DO NOT PUT ANYTHING INTO THE 240V SOCKET!!!!!!!!!

I know it's obvious but theres always one. :roll: 

Steve and Sharon


----------



## G2EWS (May 1, 2006)

Having been an electronics engineer for more years than I car to mention, I think we tend to state simple things to us far too technically.

You know the sort of thing, you go to the garage and the mechanic says: 'I am sorry sir but the double ended flange valve had a bit of a problem when we connected it to the retaining socket. It's not normal but it just could not penetrate the diaphragm!,

So in the interests of making a picture state a thousand words, here is a picture of a multimeter in series!

I hope it is useful.

Regards

Chris


----------



## eddied (May 9, 2005)

*12V. current measures*

  
Thanks Chris, just what a simple minded soul like me needed.
No wonder my 5 yr old grandson laughs at me when I try to put his Lego thingies together!
saluti,
eddied


----------



## Bagshanty (Jul 24, 2005)

For measuring current without breaking the circuit, use one of these:
http://www.maplin.co.uk/module.aspx?detail=full&ModuleNo=46384&doy=31m1#more_info

You need to be able to get at the current carrying wire, so only that goes in the jaws. Putting both live and return wires in the jaws will read zero. This is the cheapest I've seen, they used to be fairly pricey.


----------



## 101368 (Oct 12, 2006)

Bagshanty said:


> For measuring current without breaking the circuit, use one of these:
> http://www.maplin.co.uk/module.aspx?detail=full&ModuleNo=46384&doy=31m1#more_info
> 
> You need to be able to get at the current carrying wire, so only that goes in the jaws. Putting both live and return wires in the jaws will read zero. This is the cheapest I've seen, they used to be fairly pricey.


Not to be picky but that only works for AC current measurement and the original question is about 12V systems which are normally DC.


----------



## olley (May 1, 2005)

Hi this is the one you want >>>HERE<<<

Not sure how accurate these are in measuring low ampages.

Olley


----------



## G2EWS (May 1, 2006)

Clamp on Ammeters are not very accurate at low readings and the ones that are better cost far too much.

They are only of use where you are going round taking large quantities of readings. For us amateurs the standard multi-meter as being used and recommended on a number of occasions are best.

Regards

Chris


----------



## 101368 (Oct 12, 2006)

olley said:


> Hi this is the one you want >>>HERE<<<
> 
> Not sure how accurate these are in measuring low ampages.
> 
> Olley


It's minimum range on DC is 0-200A it says. Not terribly useful for the sort of currents we're talking about here. Which is a pity but that's physics for you.


----------



## sallytrafic (Jan 17, 2006)

Bagshanty said:


> For measuring current without breaking the circuit, use one of these:
> http://www.maplin.co.uk/module.aspx?detail=full&ModuleNo=46384&doy=31m1#more_info
> 
> You need to be able to get at the current carrying wire, so only that goes in the jaws. Putting both live and return wires in the jaws will read zero. This is the cheapest I've seen, they used to be fairly pricey.

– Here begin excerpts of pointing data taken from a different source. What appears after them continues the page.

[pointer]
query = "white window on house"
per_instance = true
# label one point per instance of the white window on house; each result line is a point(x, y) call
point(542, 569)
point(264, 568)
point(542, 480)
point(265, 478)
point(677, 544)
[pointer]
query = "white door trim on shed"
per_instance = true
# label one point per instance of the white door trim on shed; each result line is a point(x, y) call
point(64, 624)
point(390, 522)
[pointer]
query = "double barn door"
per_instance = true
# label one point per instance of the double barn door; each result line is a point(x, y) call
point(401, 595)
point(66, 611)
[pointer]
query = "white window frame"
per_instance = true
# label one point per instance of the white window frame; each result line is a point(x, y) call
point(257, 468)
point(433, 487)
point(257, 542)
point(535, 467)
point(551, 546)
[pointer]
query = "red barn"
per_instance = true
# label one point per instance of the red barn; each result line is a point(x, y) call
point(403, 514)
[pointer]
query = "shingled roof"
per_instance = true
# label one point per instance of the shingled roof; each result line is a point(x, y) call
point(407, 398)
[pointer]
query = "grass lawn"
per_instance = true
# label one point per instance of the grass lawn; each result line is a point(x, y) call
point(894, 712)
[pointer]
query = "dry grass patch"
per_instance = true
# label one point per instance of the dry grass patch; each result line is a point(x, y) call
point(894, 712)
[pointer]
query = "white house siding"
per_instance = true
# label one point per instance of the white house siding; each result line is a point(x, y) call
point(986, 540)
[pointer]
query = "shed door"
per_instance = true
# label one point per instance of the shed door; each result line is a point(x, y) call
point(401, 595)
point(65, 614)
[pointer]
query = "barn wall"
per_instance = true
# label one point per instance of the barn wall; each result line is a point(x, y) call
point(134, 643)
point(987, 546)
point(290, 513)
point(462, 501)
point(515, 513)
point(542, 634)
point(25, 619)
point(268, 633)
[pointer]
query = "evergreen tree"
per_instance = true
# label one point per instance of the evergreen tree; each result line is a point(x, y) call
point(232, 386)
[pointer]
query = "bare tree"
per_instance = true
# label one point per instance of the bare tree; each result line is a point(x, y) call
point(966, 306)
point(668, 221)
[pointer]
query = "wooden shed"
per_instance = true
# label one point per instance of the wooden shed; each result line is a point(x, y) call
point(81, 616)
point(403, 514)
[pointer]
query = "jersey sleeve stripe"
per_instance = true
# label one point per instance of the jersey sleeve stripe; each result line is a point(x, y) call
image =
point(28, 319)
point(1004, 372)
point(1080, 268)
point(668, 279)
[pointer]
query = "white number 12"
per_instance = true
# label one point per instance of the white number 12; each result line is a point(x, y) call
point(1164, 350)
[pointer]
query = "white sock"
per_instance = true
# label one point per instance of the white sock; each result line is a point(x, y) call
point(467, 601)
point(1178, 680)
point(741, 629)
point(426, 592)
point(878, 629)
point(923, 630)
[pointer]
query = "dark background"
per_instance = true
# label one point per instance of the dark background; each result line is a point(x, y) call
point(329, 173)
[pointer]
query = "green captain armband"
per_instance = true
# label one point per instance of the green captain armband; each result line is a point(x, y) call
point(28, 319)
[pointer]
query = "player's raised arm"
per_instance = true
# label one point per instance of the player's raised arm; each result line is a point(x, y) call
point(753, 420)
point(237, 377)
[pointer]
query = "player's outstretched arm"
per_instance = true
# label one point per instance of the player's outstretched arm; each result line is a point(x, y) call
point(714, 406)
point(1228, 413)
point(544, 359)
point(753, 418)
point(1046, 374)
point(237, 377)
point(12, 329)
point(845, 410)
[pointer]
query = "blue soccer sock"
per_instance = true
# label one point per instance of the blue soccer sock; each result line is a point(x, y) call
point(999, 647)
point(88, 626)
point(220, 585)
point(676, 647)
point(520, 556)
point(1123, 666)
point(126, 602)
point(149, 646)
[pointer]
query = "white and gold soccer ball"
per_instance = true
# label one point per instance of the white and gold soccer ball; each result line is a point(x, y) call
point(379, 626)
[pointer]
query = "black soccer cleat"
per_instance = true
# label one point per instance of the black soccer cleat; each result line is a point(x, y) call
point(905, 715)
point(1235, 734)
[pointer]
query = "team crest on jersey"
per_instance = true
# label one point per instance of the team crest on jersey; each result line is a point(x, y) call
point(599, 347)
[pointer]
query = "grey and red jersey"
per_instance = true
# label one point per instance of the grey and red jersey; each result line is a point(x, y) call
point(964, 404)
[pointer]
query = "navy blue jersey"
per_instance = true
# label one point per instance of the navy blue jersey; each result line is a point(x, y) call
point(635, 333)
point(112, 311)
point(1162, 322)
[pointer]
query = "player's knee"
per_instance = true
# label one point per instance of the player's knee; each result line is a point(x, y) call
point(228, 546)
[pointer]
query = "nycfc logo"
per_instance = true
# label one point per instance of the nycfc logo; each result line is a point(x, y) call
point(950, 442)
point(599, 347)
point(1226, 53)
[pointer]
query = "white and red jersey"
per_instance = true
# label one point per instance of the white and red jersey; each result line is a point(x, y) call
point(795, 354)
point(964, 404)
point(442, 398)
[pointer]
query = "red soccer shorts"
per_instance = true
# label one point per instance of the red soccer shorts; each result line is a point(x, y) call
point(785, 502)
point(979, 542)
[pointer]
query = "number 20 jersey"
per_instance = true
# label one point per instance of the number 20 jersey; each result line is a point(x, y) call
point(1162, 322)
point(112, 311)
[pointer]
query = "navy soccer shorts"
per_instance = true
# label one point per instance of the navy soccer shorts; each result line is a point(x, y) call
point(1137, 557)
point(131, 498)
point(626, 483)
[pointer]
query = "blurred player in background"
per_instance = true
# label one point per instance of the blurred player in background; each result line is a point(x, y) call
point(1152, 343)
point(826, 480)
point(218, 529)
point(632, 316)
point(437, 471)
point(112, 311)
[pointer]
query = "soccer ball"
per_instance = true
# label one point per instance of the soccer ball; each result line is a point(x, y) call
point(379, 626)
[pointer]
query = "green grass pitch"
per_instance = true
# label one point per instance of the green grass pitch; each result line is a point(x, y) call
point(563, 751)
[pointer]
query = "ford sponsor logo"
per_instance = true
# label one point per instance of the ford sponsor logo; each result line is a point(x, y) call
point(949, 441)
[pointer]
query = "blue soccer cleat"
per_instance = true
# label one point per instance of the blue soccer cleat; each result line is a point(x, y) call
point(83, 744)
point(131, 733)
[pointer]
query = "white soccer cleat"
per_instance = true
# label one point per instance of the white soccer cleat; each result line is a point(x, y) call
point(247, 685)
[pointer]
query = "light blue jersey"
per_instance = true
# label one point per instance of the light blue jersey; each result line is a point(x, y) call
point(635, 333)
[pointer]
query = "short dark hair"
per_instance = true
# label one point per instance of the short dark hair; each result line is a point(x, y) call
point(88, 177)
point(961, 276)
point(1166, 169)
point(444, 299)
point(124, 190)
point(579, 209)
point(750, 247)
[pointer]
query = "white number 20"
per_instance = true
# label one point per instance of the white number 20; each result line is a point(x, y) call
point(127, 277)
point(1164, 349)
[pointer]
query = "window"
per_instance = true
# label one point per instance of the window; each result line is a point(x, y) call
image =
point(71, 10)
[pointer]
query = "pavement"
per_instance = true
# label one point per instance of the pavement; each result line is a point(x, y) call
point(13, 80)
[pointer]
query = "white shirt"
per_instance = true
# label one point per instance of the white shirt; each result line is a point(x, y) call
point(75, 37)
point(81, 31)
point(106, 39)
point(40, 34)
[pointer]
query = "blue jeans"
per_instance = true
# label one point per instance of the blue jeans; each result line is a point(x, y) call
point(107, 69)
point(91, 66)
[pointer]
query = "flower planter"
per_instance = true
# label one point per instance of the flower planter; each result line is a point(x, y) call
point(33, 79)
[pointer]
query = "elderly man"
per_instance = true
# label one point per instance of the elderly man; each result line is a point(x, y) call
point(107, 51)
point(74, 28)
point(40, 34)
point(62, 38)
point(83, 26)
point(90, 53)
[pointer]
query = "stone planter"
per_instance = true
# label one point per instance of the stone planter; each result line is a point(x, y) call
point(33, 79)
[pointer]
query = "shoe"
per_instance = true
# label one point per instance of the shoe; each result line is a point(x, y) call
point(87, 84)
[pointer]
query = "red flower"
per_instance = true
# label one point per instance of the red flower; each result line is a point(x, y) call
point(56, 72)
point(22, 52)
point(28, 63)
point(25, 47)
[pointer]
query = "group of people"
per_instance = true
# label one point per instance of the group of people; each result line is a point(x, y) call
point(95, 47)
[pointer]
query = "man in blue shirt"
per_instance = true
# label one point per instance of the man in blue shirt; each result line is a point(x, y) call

Unfortunately the one linked to will only measure ac currents.

I haven't seen a clamp meter that will measure small dc currents such as standby currents.

Regards Frank


----------



## olley (May 1, 2005)

Hi I bought the one in my link before xmas to check on the current drawn by my inverter, it does measure small amounts to one decimal place, but whether when it says 2.7 its 1.7 or 3.7 or worse I don't know. I assume if it says 5 amps and then the current increases to 10 the increase of 5 is fairly accurate. 

As my multimeter has gone west I have an excuse to buy a new one, so I will check it against the multimeter when I get it.

Olley


----------